Banks increased net income by more than 27% – $56 billion – in the first quarter of the year compared to the same period last year, the Federal Deposit Insurance Corp. (FDIC) reported Tuesday, but the outgoing leader of the agency also warned that an environment of rising interest rates, coupled with competitive lending conditions, poses challenges for many institutions.
“The industry must manage risks carefully to continue to grow on a long-run, sustainable path,” outgoing FDIC Chairman Martin Gruenberg said during a press conference. (Gruenberg is a holdover in the position; his term as chairman ended in November. The nominee to be his successor as chairman, Jelena McWilliams, awaits Senate confirmation, perhaps as early as this week.)

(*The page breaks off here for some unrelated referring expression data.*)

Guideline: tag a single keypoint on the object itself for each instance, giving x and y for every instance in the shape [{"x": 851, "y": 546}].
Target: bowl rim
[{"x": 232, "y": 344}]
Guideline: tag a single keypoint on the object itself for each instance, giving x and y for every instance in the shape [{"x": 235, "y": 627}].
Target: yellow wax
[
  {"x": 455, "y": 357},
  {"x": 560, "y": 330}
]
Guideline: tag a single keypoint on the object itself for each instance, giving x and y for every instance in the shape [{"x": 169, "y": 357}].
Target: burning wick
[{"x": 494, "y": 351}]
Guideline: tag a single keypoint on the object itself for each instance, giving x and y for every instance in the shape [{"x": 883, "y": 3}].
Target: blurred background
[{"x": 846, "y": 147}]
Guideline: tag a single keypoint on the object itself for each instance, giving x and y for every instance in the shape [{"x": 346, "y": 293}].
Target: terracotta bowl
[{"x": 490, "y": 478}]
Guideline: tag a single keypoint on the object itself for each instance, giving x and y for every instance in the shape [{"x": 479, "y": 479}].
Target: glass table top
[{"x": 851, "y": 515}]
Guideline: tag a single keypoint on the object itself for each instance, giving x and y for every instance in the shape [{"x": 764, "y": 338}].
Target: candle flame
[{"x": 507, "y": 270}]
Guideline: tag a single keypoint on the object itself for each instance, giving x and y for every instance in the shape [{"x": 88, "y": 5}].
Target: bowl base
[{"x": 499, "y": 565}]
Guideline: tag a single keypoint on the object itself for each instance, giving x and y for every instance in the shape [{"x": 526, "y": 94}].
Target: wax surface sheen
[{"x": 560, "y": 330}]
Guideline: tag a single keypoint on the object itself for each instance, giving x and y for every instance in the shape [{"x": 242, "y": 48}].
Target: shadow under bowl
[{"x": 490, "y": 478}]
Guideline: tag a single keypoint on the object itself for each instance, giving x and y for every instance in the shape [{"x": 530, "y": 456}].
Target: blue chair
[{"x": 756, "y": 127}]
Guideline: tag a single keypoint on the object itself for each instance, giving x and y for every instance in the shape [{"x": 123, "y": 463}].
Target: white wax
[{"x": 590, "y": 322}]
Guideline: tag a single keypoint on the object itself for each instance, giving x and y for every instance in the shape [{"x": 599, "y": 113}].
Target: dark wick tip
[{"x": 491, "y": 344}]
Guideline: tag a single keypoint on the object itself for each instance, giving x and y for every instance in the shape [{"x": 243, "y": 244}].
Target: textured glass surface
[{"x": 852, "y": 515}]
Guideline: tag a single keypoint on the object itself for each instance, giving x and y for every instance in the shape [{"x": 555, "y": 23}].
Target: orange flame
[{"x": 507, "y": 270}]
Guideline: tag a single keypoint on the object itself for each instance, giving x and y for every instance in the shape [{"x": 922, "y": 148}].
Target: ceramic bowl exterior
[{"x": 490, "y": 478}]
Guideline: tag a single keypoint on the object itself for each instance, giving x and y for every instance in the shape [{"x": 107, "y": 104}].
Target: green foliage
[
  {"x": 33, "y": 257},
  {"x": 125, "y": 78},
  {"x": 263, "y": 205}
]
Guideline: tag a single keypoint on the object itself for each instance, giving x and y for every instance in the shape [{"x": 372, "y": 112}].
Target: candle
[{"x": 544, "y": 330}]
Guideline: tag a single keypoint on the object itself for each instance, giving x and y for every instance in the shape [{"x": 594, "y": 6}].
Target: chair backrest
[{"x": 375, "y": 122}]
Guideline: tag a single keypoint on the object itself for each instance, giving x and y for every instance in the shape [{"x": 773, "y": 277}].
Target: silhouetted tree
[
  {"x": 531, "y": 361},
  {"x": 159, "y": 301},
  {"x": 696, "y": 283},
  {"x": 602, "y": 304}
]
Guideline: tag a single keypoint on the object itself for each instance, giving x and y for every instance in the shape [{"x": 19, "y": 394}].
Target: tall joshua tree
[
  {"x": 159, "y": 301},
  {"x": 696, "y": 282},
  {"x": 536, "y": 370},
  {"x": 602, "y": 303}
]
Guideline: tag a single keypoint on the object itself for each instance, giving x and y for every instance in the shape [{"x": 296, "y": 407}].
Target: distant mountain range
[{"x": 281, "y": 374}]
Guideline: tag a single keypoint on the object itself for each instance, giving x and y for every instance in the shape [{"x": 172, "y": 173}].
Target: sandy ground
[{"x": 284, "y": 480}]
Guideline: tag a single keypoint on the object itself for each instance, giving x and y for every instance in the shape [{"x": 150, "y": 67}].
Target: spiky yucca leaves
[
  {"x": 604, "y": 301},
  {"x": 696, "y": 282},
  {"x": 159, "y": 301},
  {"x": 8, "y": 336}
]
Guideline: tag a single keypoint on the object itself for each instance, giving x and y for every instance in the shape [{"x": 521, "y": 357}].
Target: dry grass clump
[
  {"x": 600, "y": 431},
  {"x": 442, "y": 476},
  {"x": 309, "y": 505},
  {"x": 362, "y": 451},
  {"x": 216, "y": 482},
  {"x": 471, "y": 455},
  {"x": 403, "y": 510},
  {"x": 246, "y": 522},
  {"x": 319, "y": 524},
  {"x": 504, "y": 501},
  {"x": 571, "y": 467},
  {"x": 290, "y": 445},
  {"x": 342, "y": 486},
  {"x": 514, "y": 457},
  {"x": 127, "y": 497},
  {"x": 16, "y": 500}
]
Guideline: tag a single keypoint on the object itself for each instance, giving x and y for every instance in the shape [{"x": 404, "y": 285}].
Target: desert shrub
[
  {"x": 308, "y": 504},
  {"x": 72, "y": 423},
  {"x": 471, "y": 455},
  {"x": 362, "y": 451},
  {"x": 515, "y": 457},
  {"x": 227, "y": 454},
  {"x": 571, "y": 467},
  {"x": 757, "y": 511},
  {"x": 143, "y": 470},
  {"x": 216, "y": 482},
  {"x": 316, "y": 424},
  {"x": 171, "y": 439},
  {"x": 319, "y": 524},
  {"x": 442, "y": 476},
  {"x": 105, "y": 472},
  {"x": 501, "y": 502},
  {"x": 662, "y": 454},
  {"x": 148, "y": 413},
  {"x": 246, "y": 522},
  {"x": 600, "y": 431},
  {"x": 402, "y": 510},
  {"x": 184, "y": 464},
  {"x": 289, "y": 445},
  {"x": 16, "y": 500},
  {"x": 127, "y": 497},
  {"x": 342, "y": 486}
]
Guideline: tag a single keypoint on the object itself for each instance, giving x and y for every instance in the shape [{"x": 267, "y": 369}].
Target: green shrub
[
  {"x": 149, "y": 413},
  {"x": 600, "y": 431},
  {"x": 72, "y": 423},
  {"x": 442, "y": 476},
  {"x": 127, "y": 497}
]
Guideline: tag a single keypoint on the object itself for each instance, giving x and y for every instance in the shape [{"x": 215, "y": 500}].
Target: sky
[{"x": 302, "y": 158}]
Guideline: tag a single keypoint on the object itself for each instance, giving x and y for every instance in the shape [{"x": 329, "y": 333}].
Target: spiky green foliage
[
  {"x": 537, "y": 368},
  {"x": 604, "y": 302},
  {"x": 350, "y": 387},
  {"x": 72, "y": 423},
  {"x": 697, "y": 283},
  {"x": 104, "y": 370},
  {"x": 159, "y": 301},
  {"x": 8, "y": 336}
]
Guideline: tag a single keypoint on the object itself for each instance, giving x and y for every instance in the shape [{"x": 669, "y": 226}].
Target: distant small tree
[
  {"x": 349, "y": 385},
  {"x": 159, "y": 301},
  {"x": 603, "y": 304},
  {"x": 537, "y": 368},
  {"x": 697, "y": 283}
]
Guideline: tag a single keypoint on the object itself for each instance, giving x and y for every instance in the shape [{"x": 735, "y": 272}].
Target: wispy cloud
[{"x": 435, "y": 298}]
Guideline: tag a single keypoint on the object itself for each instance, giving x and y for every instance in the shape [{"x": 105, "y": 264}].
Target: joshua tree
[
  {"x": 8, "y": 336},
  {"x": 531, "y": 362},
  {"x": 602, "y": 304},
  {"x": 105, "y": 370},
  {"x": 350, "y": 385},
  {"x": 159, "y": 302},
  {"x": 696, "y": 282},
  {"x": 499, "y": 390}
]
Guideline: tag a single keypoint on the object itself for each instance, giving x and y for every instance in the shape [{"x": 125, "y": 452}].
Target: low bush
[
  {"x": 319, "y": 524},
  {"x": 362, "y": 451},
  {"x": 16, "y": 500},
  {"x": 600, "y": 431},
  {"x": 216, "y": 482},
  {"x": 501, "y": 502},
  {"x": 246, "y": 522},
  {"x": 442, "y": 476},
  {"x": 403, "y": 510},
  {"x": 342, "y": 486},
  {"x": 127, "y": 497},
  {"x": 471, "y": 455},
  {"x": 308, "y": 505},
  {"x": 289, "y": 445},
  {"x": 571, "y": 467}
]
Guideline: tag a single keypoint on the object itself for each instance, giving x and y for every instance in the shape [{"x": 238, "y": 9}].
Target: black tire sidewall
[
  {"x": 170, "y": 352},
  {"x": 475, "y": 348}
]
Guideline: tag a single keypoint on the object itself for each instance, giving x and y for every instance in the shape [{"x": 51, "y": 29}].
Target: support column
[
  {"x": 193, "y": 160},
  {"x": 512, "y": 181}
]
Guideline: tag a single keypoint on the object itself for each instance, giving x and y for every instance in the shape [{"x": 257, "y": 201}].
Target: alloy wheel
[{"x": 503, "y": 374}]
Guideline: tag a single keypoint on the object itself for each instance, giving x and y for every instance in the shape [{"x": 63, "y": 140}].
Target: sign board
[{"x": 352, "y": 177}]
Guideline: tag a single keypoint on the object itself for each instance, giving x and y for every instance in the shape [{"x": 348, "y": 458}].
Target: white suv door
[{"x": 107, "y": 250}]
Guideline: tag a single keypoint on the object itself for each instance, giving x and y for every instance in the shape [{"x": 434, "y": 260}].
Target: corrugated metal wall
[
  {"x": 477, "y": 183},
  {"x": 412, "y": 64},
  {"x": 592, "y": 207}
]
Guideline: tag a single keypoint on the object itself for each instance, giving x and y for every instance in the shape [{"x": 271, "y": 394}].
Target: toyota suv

According to federally insured bank and savings institution financial results for the first quarter of 2018, FDIC said:
- The net income increase of 27.5% was due to higher net operating revenue and a lower effective tax rate for insured banks;
- Net interest income was up 8.5% from the same period a year ago;
- Noninterest income increased 7.9% from a year earlier;
- Loan balances rose 4.9% over the 12-month period ending March 31.
The FDIC said the aggregate net income of $56 billion in the first quarter of 2018 for banks and savings institutions was up $12.1 billion (27.5%) from a year ago. Of the 5,606 insured institutions reporting first quarter financial results, FDIC said, more than 70% reported year-over-year growth in quarterly earnings. The percent of unprofitable banks in the first quarter declined to 3.9% from 4.3% a year ago, the agency said.
Meanwhile, while the “problem bank list” is at its lowest number since first quarter 2008, the total assets held by banks on the list grew substantially. FDIC said the number of banks on the list declined from 95 to 92 during the quarter; however, total assets of problem banks increased from $13.9 billion in the fourth quarter to $56.4 billion at the end of first quarter 2018.
There were no bank failures during the first quarter, FDIC said; merger transactions absorbed 65 institutions. Three new charters were added.
The agency said the Deposit Insurance Fund’s (DIF) reserve ratio remains at 1.30% of reserves to deposits insured; the balance of the DIF rose by $2.3 billion during the first quarter to $95.1 billion on March 31, driven by assessment income, the agency said. The remained unchanged from the previous quarter. Estimated insured deposits increased by 2.6% from the previous quarter and 3.7% from a year ago, FDIC said.
Although he called the results “another positive quarter” for banks, FDIC’s Gruenberg also noted challenges ahead for the banking industry, saying those challenges will “remain a focus of supervisory attention.”
“While the performance of the banking industry has been positive, the current economic expansion is now the second longest on record,” Gruenberg said. “It is important to remain vigilant to underlying risks in the latter stage of this economic cycle.”
He said that in the current interest-rate environment, and with competitive lending conditions, challenges continue to be posed to many institutions. “Some banks have responded by ‘reaching for yield’ through investing in higher-risk and longer-term assets,” Gruenberg asserted.
“Going forward, the industry must manage interest-rate risk, liquidity risk, and credit risk carefully to continue to grow on a long-run, sustainable path,” he said.
He warned that the industry “also must be prepared” to manage the inevitable economic downturn smoothly and without undue disruption to the financial system. “The long-term objective for banks should be to position themselves during periods of good economic and banking conditions, as exist today, to be able to sustain lending through the economic cycle so that the industry can play a counter-cyclical role, and not a pro-cyclical role as occurred during the financial crisis,” he said.